Try one, or more, of these and see how it may change your experience and relationship with multi-tasking:
Do one thing really well today, with your undivided attention. I’m not sure where or who I got this from, but it’s really helped me. I gather the things on my to-do list that take 5 minutes or less and do them first. It gives me a sense of accomplishment. (I have a reminder list on my phone calendar that seems never-ending. It’s a lovely feeling swiping right to knock those babies off!) Then I prioritize projects that will take longer and more brain power and tackle them next. This way, I get to enjoy that initial feeling of accomplishment (no matter how fleeting) before I get into the weeds of the more complex and labor-intensive jobs.

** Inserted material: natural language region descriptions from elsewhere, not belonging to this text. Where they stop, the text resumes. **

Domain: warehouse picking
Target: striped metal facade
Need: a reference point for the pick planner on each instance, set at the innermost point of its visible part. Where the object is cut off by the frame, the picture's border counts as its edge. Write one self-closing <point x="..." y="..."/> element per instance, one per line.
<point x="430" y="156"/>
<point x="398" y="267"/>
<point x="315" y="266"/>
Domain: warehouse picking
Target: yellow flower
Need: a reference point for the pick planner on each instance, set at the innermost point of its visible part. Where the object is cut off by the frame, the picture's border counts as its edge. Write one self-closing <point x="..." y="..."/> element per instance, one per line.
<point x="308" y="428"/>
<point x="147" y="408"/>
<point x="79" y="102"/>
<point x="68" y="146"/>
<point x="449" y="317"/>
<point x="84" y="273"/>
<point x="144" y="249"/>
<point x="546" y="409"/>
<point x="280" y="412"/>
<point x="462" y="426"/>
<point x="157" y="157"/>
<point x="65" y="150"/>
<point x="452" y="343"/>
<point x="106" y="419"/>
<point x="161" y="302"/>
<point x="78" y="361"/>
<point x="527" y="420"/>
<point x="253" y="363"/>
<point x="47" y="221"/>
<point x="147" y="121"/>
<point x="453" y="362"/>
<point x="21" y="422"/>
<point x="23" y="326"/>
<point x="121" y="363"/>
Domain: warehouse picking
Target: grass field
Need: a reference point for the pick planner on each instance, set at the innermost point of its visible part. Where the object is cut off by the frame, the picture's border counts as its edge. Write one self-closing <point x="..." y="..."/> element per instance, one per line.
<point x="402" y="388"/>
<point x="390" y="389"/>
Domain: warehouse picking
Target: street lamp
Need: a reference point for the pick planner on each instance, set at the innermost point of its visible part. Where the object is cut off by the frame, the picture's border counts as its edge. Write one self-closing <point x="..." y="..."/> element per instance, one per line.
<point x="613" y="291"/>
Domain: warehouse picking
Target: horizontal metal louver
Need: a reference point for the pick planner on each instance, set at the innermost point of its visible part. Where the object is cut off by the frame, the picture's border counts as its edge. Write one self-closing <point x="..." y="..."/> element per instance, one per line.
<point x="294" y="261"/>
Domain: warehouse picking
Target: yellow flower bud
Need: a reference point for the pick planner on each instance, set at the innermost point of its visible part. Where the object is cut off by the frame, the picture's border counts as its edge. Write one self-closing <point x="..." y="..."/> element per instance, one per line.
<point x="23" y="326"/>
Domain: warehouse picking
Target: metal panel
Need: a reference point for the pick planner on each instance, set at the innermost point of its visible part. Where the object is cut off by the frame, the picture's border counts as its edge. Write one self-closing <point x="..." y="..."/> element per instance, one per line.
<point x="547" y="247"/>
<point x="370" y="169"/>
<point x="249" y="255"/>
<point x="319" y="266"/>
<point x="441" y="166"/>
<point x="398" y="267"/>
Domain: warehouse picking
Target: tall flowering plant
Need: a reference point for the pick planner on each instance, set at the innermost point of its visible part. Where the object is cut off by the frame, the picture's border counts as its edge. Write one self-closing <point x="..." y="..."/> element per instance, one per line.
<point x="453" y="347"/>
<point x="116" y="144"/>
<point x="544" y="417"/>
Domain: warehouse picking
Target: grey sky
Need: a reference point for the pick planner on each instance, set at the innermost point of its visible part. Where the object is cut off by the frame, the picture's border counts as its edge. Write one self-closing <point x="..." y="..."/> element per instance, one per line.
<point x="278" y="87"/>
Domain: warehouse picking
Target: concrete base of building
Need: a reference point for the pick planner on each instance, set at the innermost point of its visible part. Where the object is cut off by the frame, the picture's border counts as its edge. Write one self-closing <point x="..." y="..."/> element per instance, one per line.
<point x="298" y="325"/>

When I’m focused and aware of what I’m doing as I’m doing it, life feels a bit more spacious, not as time-crunched and frenetic.
Silence your phone and turn it FACE DOWN. I’ve noticed even when my phone is silenced, I still get distracted by the texts and calendar notifications that pop up in my peripheral vision. I notice I can focus for longer periods of time when my phone screen is not in my line of sight.
Set alarms for yourself. I set an alarm for 5-10 minutes before my next meeting so I can fully be immersed in whatever I’m doing at the time. This way I can trust I won’t miss the appointment (which I have so much anxiety about!) or distort my clarity by constantly glancing at the clock.
My adult paint-by-number project!
Do something you enjoy with no agenda. Pull out a creative writing project, your journal, a painting, craft, a hobby of yours that requires nothing from you but to be present with exactly what you’re doing. It doesn’t require you to produce something or “do a good job” or be perfect at it, whatever that may mean for you. It serves your aspiration to be wakeful to THIS moment, which remember, is the ONLY moment we have.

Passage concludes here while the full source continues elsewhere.